Gençlerin Y kuşağı ve Z kuşağı olarak adlandırıldığını ve siyasetten uzak görüldüğünü belirten Karakaş, 15 Temmuz günü ise gençlerin darbeye karşı en önde mücadele edenler arasında olmasının önemli bir nokta olduğunu vurguladı. Karakaş, “Meydanlarda direniş hattı içerisinde gençlerin yer aldığını gördük. Direniş ve devrim konusunda ezberler bozuldu. Direniş ve devrim varsa bu bir dünya görüşünün çerçevesinde olabilir algısı yıkılmış oldu. Bu ülkenin dindar ve muhafazakâr Anadolu insanı ile orta sınıf ve altındaki insanların da direniş gerçekleştirdiğini ve devamında bu direnişin sonucunda devrimsel sonuçlar alabildiğini gösterdi ve bu konuda ezberleri bozdu” şeklinde konuştu.

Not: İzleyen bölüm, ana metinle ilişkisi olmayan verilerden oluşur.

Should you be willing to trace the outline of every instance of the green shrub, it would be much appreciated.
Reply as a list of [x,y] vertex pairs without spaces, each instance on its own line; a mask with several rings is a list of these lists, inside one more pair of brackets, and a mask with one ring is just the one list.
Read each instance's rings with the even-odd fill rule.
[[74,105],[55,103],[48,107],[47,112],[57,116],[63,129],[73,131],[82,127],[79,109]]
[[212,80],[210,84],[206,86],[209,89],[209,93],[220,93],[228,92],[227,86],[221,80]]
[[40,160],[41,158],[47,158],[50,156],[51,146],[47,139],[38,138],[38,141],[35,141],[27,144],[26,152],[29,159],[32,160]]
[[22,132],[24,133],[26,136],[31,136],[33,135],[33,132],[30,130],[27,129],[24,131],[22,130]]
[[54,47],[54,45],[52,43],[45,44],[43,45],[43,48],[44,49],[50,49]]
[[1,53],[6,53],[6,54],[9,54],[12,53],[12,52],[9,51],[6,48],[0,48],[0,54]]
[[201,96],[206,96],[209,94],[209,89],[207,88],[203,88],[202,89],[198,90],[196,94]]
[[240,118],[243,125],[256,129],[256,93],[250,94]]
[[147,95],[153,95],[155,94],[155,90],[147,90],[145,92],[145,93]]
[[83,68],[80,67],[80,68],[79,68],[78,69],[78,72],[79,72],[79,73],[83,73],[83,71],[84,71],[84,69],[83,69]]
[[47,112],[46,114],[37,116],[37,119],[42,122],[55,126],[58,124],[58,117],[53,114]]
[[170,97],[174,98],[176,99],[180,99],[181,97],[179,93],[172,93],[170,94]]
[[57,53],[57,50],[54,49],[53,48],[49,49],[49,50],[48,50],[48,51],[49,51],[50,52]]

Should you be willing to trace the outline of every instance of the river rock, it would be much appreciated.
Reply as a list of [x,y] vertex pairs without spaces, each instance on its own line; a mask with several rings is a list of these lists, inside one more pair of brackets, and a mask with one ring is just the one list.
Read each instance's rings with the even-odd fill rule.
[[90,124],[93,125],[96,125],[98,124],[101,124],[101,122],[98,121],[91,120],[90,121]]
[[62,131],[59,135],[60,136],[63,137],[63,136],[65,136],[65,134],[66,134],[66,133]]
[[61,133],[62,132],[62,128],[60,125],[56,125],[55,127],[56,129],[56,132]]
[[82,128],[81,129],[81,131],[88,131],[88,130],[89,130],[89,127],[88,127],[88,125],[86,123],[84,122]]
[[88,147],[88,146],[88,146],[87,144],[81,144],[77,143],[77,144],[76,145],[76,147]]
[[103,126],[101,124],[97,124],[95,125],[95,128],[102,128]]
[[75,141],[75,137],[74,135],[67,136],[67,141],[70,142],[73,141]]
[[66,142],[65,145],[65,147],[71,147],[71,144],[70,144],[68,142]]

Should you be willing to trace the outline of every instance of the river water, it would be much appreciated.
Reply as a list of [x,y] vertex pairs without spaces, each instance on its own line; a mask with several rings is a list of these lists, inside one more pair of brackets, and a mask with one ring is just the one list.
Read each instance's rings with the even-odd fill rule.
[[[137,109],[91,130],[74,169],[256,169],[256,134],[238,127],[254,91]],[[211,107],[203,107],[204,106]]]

“AĞIR FATURAYA RAĞMEN GELECEĞE
DAHA ÖZGÜVENLE BAKABİLİYORUZ”
15 Temmuz günü emperyalizmin Türkiye için yazdığı felaket senaryosunun bozularak iç savaş tehlikesi atlatıldığının altını çizen Rektör Karakaş şunları kaydetti:
“Güneydoğu Bölgesinden PKK ve bir takım terör örgütlerinin hazırlıklı olduğu, bir takım İngiliz askeri gemilerinin Akdeniz’de bulunduğu şeklinde tezler ileri sürüldü. Bunlar bir takım spekülasyonlar olabilir ama eğer darbe gerçekleşmiş olsaydı, darbeye karşı hem askerin içerisinde, hem poliste hem de halk içerisindeki direniş hatlarını gördüğümüz için darbe kısmen gerçekleşmiş olsaydı ciddi bir iç savaş hali yaşayacağımız, bir Suriyeleşme süreci yaşayacağımız açıktı. Bu anlamda ülkemize yazılan felaket senaryosu ve iç savaş tehlikesi atlatılmış oldu. Tutumları, darbe girişiminin arkasında Amerika ve Avrupa Birliği ülkelerinin olduğunu tescilledi. Bu da bir sonuçtur. Darbe girişimi, ağır faturası olmasına rağmen millet olarak geleceğe daha özgüvenli olarak bakma imkânını oluşturdu.”
Konferans sonunda Rektör Karakaş, katılımcıların 15 Temmuz ve sonrasındaki yansımaları ile ilgili sorularını cevaplandırdı.